UniProt.ws methods from AnnotationDbi

Description

Various methods from AnnotationDbi such as select, columns, keys, keytypes, and species are made available for UniProt.ws objects.

Usage

## S4 method for signature 'UniProt.ws'
keytypes(x)

## S4 method for signature 'UniProt.ws'
columns(x)

## S4 method for signature 'UniProt.ws'
keys(x, keytype)

## S4 method for signature 'UniProt.ws'
select(x, keys, columns, keytype, ...)

Arguments

x

a UniProt.ws object.

keytype

character(1) The keytype that matches the keys used. For the select methods, this is used to indicate the kind of ID being used with the keys argument. For the keys method this is used to indicate which kind of keys are desired from keys

keys

character() the keys to select records for from the database. All possible keys are returned by using the keys method.

columns

character() The columns or kinds of things that can be retrieved from the database. As with keys, all possible columns are returned by using the columns method.

...

Additional arguments passed to lower level functions, mainly used for the to input to mapUniProt.

Details

In much the same way as an AnnotationDb object allows acces to select for many other annotation packages, UniProt.ws is meant to allow usage of select methods and other supporting methods to enable the easy extraction of data from the UniProt web services.

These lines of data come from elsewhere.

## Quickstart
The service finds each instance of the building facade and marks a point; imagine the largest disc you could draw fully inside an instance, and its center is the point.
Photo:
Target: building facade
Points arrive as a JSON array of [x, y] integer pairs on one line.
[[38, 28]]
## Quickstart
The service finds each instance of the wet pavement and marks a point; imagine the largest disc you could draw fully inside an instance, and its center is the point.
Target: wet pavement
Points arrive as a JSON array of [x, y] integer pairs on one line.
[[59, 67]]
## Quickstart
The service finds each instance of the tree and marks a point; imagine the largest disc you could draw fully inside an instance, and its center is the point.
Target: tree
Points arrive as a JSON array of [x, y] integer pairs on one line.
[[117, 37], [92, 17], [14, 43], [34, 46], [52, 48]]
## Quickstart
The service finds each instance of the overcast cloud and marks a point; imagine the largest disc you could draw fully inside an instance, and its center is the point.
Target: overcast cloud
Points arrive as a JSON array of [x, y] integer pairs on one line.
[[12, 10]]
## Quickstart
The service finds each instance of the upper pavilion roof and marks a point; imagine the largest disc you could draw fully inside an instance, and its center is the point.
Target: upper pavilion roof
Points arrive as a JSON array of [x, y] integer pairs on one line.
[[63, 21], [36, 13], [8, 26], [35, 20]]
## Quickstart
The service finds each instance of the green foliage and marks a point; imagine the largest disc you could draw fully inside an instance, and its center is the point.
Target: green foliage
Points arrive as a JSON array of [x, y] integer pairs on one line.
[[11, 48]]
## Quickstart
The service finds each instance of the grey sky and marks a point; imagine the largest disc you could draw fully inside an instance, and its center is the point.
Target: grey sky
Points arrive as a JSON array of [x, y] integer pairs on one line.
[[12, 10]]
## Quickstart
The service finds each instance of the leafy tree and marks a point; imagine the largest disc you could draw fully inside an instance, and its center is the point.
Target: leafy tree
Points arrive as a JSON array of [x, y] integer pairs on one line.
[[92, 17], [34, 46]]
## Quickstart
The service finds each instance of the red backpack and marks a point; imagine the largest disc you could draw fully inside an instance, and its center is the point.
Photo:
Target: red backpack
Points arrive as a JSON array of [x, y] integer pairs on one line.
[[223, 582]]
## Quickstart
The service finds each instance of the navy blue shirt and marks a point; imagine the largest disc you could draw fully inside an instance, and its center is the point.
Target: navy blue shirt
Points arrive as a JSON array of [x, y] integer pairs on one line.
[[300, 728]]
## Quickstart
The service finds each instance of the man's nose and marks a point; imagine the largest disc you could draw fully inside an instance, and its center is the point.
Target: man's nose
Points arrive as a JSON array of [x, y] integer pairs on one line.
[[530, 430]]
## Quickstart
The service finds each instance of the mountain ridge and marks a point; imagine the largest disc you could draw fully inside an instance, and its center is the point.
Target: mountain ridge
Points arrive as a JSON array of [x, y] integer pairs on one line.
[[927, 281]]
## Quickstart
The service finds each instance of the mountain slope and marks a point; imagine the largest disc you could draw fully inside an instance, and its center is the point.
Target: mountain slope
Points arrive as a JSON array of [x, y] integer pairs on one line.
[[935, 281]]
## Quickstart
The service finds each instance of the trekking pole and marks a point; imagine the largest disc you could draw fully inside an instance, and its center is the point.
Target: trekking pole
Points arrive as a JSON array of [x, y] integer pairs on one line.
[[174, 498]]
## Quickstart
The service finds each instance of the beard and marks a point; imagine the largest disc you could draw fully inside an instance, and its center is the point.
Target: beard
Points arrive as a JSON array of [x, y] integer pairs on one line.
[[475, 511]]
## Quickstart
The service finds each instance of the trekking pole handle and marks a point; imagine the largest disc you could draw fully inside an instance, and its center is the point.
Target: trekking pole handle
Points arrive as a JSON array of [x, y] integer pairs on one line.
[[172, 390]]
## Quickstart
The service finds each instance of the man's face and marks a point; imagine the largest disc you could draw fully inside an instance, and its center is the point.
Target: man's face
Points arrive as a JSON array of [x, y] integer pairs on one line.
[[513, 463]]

select, columns and keys are used together to extract data via an UniProt.ws object.

columns shows which kinds of data can be returned for the UniProt.ws object.

keytypes allows the user to discover which keytypes can be passed in to select or keys via the keytype argument.

keys returns keys for the database contained in the UniProt.ws object . By default it will return the primary keys for the database, which are UniProtKB keys, but if used with the keytype argument, it will return the keys from that keytype.

select will retrieve the data as a data.frame based on parameters for selected keys and columns and keytype arguments.

Value

  • keys,columns,keytypes, return a character vector of possible values

    • select returns a data.frame

Functions

  • keytypes(UniProt.ws): Get keytypes for a UniProt.ws object

  • columns(UniProt.ws):

  • keys(UniProt.ws): Get keys for a UniProt.ws object

  • select(UniProt.ws): Select columns from keys

See Also

UniProt.ws

Examples

## Make a UniProt.ws object
up <- UniProt.ws(taxId=9606)

## list the possible key types
head(keytypes(up))

## list of possible columns
head(columns(up))

## list all possible keys of type entrez gene ID
egs <- keys(up, "GeneID")

## use select to extract some data
res <- select(
    x = up,
    keys = c("22627","22629"),
    columns = c("xref_pdb","xref_hgnc","sequence"),
    keytype = "GeneID"
)
res

univals <- c("A0A0C5B5G6", "A0A1B0GTW7", "A0JNW5", "A0JP26", "A0PK11")
res <- select(
    x = up,
    keys = univals,
    to = "Ensembl"
)
res

Translate UniProt taxon names to scientific names, taxids, or domain codes

Description

UniProt uses custom coding of organism names from which protein sequences they store. These taxon names are used also in the protein names (not in the UniProt IDs!). These functions help to translate those names to standard scientific (Latin) taxon names and other useful identifiers.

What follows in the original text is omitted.